Arqueología en Gaza, cinco mil años de fascinante historia
domingo 24 de abril de 2011, 23:14h
Actualizado: 24 de abril de 2011, 23:36h
Cinco mil años de fascinante historia yacen bajo las arenas de la Franja de Gaza, desde el héroe bíblico Sansón al general británico Edmund Allenby.
Las llanas y arenosas tierras de la costa sudeste del mar Mediterráneo han sido gobernadas por egipcios, filisteos, romanos, bizantinos y los cruzados. Alejandro Magno sitió la ciudad. El emperador Adriano la visitó. Los ejércitos mongoles arrasaron Gaza, y hace mil 400 años el lugar fue invadido por ejércitos islámicos.
Gaza ha sido parte del Imperio Otomano, un campamento para Napoleón Bonaparte y un campo de batalla en la Primera Guerra Mundial. Pero la arqueología no florece aquí.
“La única forma de preservar lo que descubrimos es enterrarlo hasta que las herramientas adecuadas estén disponibles”, dice Hassan Abu Halabyea, del Ministerio de Turismo y Arqueología de Gaza.
“La falta de capacidad, de apoyo y de materiales necesarios adecuados para mantener este sitio histórico o aquél. Los enterramos para preservarlos de la destrucción”, destacó.

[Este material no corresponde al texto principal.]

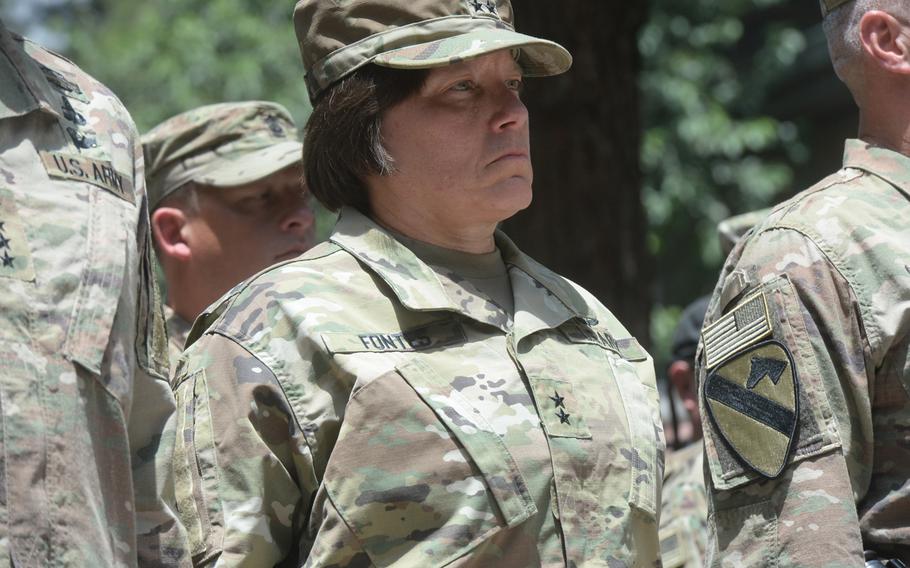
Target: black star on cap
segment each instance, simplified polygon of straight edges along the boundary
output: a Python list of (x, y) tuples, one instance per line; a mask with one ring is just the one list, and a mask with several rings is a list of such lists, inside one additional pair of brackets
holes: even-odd
[(280, 138), (284, 138), (287, 134), (284, 133), (284, 129), (281, 128), (281, 124), (278, 123), (278, 117), (270, 114), (265, 117), (265, 123), (268, 125), (269, 130), (272, 131), (272, 134)]
[(496, 0), (471, 0), (471, 7), (475, 12), (496, 14)]
[(553, 394), (555, 394), (556, 396), (551, 396), (550, 400), (552, 400), (556, 404), (556, 408), (565, 408), (566, 404), (564, 401), (566, 400), (566, 397), (559, 396), (558, 391), (553, 391)]

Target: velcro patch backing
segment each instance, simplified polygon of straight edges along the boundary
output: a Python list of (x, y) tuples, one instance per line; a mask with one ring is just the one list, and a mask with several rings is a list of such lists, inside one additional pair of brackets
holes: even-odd
[(60, 152), (41, 152), (41, 161), (49, 177), (90, 183), (133, 202), (132, 181), (110, 162)]

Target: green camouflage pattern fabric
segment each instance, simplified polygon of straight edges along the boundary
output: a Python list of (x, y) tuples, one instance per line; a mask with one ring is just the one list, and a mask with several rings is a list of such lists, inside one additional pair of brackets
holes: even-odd
[(705, 324), (763, 291), (800, 409), (776, 479), (704, 420), (710, 565), (861, 566), (864, 547), (910, 559), (908, 219), (910, 158), (849, 140), (842, 170), (776, 207), (727, 259)]
[(559, 44), (515, 32), (509, 0), (300, 0), (294, 30), (311, 100), (368, 63), (428, 69), (515, 49), (529, 77), (572, 66)]
[(701, 568), (708, 542), (708, 499), (701, 441), (667, 454), (661, 499), (663, 568)]
[(135, 126), (2, 22), (0, 78), (0, 566), (188, 565)]
[(286, 108), (268, 101), (218, 103), (171, 117), (142, 136), (149, 204), (189, 182), (234, 187), (303, 161)]
[(193, 324), (177, 315), (170, 306), (164, 306), (164, 323), (167, 327), (167, 353), (171, 363), (171, 370), (177, 368), (177, 361), (183, 355), (183, 346), (190, 334)]
[(514, 317), (350, 208), (200, 317), (174, 380), (197, 565), (659, 565), (651, 358), (496, 244)]

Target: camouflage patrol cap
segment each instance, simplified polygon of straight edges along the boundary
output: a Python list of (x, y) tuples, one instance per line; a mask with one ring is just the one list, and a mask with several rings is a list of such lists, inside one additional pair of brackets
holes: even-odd
[(188, 182), (252, 183), (303, 160), (290, 113), (266, 101), (220, 103), (178, 114), (142, 137), (152, 209)]
[(819, 0), (819, 3), (822, 7), (822, 17), (827, 16), (834, 10), (837, 10), (845, 4), (849, 4), (853, 0)]
[(572, 65), (561, 45), (519, 34), (509, 0), (299, 0), (294, 30), (310, 97), (360, 67), (429, 69), (512, 49), (525, 75)]

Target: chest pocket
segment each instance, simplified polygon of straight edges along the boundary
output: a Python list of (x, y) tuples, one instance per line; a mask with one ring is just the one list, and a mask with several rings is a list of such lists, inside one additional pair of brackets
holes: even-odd
[[(565, 374), (575, 382), (587, 382), (585, 395), (579, 393), (579, 388), (575, 391), (577, 398), (586, 399), (589, 415), (602, 415), (596, 425), (593, 417), (589, 420), (595, 444), (598, 437), (607, 436), (619, 446), (614, 451), (629, 470), (629, 504), (656, 517), (663, 479), (664, 442), (651, 358), (635, 338), (617, 339), (610, 331), (587, 323), (569, 322), (561, 332), (585, 365), (564, 364), (551, 371)], [(610, 375), (613, 384), (609, 382)], [(592, 396), (593, 392), (602, 394)], [(610, 423), (609, 416), (620, 411), (628, 428), (625, 438), (610, 434), (618, 425), (615, 421)], [(603, 417), (608, 417), (607, 422)]]
[(420, 355), (352, 396), (324, 485), (376, 566), (445, 566), (537, 513), (503, 441)]

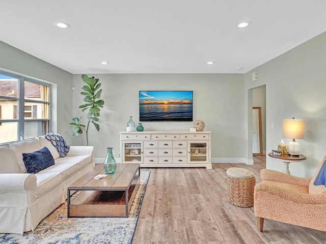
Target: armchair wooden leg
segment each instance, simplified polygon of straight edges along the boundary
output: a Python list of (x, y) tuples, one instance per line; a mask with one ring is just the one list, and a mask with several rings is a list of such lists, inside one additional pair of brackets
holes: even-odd
[(258, 230), (261, 232), (263, 232), (263, 226), (264, 225), (264, 218), (256, 217), (256, 224)]

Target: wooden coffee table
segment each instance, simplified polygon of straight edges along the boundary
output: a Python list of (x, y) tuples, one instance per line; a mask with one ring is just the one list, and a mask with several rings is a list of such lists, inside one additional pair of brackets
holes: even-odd
[[(128, 217), (140, 182), (139, 164), (117, 164), (114, 173), (94, 178), (104, 174), (103, 164), (97, 164), (68, 187), (68, 218)], [(71, 198), (76, 191), (80, 192)]]

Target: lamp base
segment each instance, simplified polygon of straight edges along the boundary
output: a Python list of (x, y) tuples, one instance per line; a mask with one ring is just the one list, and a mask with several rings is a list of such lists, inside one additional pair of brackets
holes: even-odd
[(290, 156), (298, 157), (302, 151), (302, 147), (293, 139), (286, 145), (286, 150)]

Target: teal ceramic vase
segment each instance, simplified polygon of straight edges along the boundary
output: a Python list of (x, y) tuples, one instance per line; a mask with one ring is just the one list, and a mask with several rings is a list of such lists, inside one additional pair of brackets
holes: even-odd
[(142, 125), (142, 123), (139, 123), (136, 130), (137, 130), (137, 131), (143, 131), (144, 130), (144, 127)]
[(113, 147), (107, 147), (107, 155), (104, 161), (104, 170), (107, 174), (113, 174), (117, 168), (117, 162), (112, 154), (113, 149)]

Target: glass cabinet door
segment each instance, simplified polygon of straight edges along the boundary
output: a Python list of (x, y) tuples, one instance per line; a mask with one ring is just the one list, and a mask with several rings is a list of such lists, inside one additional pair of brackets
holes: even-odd
[(207, 161), (207, 142), (189, 142), (189, 160), (192, 163), (206, 163)]
[(142, 142), (124, 142), (123, 147), (123, 162), (134, 162), (142, 163), (142, 156), (143, 154)]

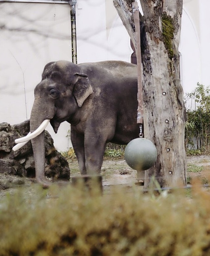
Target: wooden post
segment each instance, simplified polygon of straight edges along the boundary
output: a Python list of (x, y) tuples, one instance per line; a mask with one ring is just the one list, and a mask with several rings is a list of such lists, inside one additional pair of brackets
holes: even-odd
[(136, 41), (136, 56), (138, 66), (138, 109), (137, 109), (137, 123), (143, 124), (144, 102), (142, 96), (142, 70), (141, 67), (141, 38), (140, 36), (140, 23), (139, 19), (139, 11), (138, 4), (134, 2), (132, 4), (132, 9), (134, 13), (134, 19), (135, 27), (135, 34)]
[[(154, 175), (160, 186), (186, 184), (185, 108), (179, 76), (178, 46), (182, 2), (140, 0), (145, 29), (143, 66), (144, 130), (158, 150), (155, 166), (146, 172), (144, 186)], [(138, 50), (132, 2), (113, 0)], [(137, 63), (139, 61), (137, 60)]]

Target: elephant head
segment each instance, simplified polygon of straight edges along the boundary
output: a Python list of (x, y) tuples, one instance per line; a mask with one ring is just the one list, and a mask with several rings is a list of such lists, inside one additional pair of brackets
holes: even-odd
[[(79, 110), (93, 90), (88, 76), (80, 68), (66, 61), (51, 62), (45, 66), (41, 82), (34, 90), (30, 131), (50, 119), (55, 132), (64, 121), (75, 125), (79, 122)], [(32, 140), (38, 182), (45, 184), (44, 131)]]

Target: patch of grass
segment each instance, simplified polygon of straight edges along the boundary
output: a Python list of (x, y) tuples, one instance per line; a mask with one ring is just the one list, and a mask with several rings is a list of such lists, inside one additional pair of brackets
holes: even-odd
[(186, 153), (188, 156), (201, 156), (203, 154), (203, 151), (200, 149), (187, 149)]
[(199, 166), (192, 164), (187, 165), (187, 172), (200, 172), (203, 170), (203, 166)]

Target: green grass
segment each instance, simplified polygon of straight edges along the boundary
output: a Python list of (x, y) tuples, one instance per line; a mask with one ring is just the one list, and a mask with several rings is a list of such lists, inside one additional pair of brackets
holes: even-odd
[(200, 166), (192, 164), (187, 165), (187, 172), (200, 172), (203, 170), (203, 166)]

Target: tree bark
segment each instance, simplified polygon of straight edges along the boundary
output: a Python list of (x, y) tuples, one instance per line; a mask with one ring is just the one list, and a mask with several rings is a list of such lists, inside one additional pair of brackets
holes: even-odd
[[(158, 152), (155, 165), (145, 172), (145, 186), (153, 175), (162, 187), (182, 185), (186, 182), (186, 158), (178, 51), (182, 0), (140, 1), (144, 25), (141, 34), (144, 133)], [(133, 1), (113, 0), (136, 47)]]

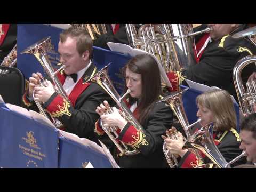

Waleed Al-Aqqad es un arqueólogo aficionado que ha convertido su casa en un museo de objetos antiguos, llenando sus habitaciones con viejas armas y una colección de jarras de arcilla de varios siglos.
“Esta es una herramienta de iluminación de aceite hecha en arcilla que data de la era griega. Esta es otra que fue hecha en tiempos romanos”, dice.
Placas de mármol, espadas y monedas decoran las paredes y el jardín de su casa en Khan Younis, adornada con el cartel que reza: “Bienvenidos al museo cultural de Aqqad”.
Este palestino de 54 años ha pasado tres décadas buscando y excavando, a veces en áreas riesgosas cerca de la fortificada frontera israelí.
Sus antigüedades exhiben símbolos de civilizaciones cristianas y musulmanas que han dejado marca en el territorio en más de dos mil años, recuperados del sitio ocupado por antiguas iglesias y cementerios.
“Comencé a realizar este trabajo para preservar la historia palestina. Quise impedir que se desperdiciaran o que fueran falsificados. Traté de salvar lo que podía ser salvado”, explica Al-Aqqad.
En el pueblo de Zawayda, a 15 kilómetros de Gaza, el ministerio de Abu Halabyea ahora lucha por preservar el emplazamiento del antiguo monasterio San Hilarión, luchando contra la falta de conocimiento y de herramientas en el lugar.
El monasterio tiene varias estructuras rodeadas por un muro circundante, que incluye dos iglesias, un cementerio, una sala de bautismos y salones comedores. Descubierto en 1992, las obras de excavación han transcurrido lentamente. En los diferentes momentos en los que las obras se detuvieron, el sitio tuvo que ser cubierto de arena como medida de protección.
La UNESCO y la Ecole Biblique et Archaeologique con sede en Jerusalén están ayudando en la creación de un museo adecuado en Gaza financiado por Suiza, aunque no se ha definido una fecha de apertura. Mientras tanto, los estudiantes hacen lo que pueden para mantener la labor arqueológica.
Desde que Hamas tomó el control del territorio en 2007, Gaza ha pagado un alto precio por la hostilidad de este grupo hacia Israel.
Este no es un clima atractivo para los arqueólogos excepto. Y no sería Gaza si no se dieran las acaloradas disputas en cuanto al rol israelí.